- Born: 26 December 1889 Iceland
- Died: 1968 (aged 78–79) Iceland
- Known for: sculptor

= Gunnfríður Jónsdóttir =

Icelandic sculptor (1889–1968)

Gunnfríður Jónsdóttir (26 December 1889 – 1968), was an Icelandic sculptor born in the North West of Iceland.

==Family==
Gunnfríður's grandfather was Einar Andrésson, a rhymester who had been suspected of witchcraft. Her parents were Halldóra Einarsdóttir Andréssonar and Jón Jónsson.

==Early life==
At the age of 19 Gunnfríður attended a young women's school, but was forced to move to Akureyri and learn to be a seamstress after the school burned down. She was to be successful both in Iceland and in Denmark, where she moved in 1919. By 1924 she had returned to Iceland and that year she married Icelandic sculptor Ásmundur Sveinsson. She returned with him to Sweden, where he was studying with sculptor Carl Milles. In 1929 they returned to Iceland, making their home in Reykjavík. Gunnfríður and Ásmundar were divorced about 1940.

==Work==
In 1931, shortly after returning to Iceland, Gunnfríður created her first sculpture, A Dreaming Boy. This was followed by many other works, a good number of them portraits. The National Gallery of Iceland collection contains a number of her works.

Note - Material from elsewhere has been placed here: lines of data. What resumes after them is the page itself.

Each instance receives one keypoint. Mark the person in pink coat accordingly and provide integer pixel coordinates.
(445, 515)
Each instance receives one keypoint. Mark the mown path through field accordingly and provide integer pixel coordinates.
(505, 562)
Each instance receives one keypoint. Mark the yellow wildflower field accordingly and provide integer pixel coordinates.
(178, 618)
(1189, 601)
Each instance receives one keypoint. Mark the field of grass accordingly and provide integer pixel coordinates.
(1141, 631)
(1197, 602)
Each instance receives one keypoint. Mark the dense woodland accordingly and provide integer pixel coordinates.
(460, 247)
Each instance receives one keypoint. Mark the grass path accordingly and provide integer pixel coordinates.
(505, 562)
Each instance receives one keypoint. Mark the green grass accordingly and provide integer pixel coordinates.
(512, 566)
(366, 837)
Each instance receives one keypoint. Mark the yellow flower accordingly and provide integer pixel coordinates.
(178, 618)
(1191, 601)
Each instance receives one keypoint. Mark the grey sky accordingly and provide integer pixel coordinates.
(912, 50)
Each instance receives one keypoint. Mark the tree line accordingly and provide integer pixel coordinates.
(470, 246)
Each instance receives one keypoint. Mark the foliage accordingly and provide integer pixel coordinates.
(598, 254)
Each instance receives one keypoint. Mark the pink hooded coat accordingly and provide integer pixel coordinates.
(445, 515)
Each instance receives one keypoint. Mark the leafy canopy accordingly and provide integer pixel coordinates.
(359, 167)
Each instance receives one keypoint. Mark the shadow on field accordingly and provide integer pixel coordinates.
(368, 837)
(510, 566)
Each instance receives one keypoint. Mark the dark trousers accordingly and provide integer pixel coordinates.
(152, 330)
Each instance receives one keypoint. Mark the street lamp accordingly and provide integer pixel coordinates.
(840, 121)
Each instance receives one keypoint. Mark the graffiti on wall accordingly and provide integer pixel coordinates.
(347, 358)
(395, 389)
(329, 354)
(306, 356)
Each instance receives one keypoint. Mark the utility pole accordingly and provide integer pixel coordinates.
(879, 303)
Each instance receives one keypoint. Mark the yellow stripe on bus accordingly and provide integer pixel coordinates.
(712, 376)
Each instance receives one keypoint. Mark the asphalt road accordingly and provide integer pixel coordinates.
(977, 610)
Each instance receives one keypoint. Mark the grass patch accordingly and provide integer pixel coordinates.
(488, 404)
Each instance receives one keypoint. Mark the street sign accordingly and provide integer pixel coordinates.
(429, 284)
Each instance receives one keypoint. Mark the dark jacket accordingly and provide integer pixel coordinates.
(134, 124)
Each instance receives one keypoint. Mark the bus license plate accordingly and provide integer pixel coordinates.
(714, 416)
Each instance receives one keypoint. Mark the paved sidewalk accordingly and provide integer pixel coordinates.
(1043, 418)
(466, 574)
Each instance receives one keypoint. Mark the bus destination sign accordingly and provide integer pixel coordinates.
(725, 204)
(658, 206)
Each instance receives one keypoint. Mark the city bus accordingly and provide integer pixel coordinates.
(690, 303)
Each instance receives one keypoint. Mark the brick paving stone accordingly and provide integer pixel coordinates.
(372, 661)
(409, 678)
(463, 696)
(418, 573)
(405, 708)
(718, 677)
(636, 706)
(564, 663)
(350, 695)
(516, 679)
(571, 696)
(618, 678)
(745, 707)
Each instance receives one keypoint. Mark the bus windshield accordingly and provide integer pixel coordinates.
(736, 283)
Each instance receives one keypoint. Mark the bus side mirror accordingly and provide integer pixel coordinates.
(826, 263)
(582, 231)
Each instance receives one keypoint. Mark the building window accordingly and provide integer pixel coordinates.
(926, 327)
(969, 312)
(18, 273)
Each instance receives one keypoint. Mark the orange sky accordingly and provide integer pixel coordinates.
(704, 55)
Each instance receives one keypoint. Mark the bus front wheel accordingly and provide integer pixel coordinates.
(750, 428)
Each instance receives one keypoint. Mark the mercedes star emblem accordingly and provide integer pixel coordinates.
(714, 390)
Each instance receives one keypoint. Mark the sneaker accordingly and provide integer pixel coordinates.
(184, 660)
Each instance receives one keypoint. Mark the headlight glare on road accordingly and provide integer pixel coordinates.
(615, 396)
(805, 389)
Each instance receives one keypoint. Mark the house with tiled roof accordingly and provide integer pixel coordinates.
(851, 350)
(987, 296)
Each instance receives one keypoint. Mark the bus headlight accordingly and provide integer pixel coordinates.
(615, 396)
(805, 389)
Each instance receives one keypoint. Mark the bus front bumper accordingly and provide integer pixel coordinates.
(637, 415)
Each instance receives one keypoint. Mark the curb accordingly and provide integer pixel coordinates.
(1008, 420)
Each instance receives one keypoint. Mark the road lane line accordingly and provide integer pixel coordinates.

Her best known sculpture, Land in Sight, carved from Norwegian granite, was dedicated at Strandarkirkja in 1950. The work commemorates a local tale of a sailor, lost at sea during a terrible storm, who was guided to shore by a shining female figure. He promised to build a church if he was saved, and thus the first church on that spot was erected around the year 1200. Since that time the bay has been referred to as "Angel Cove".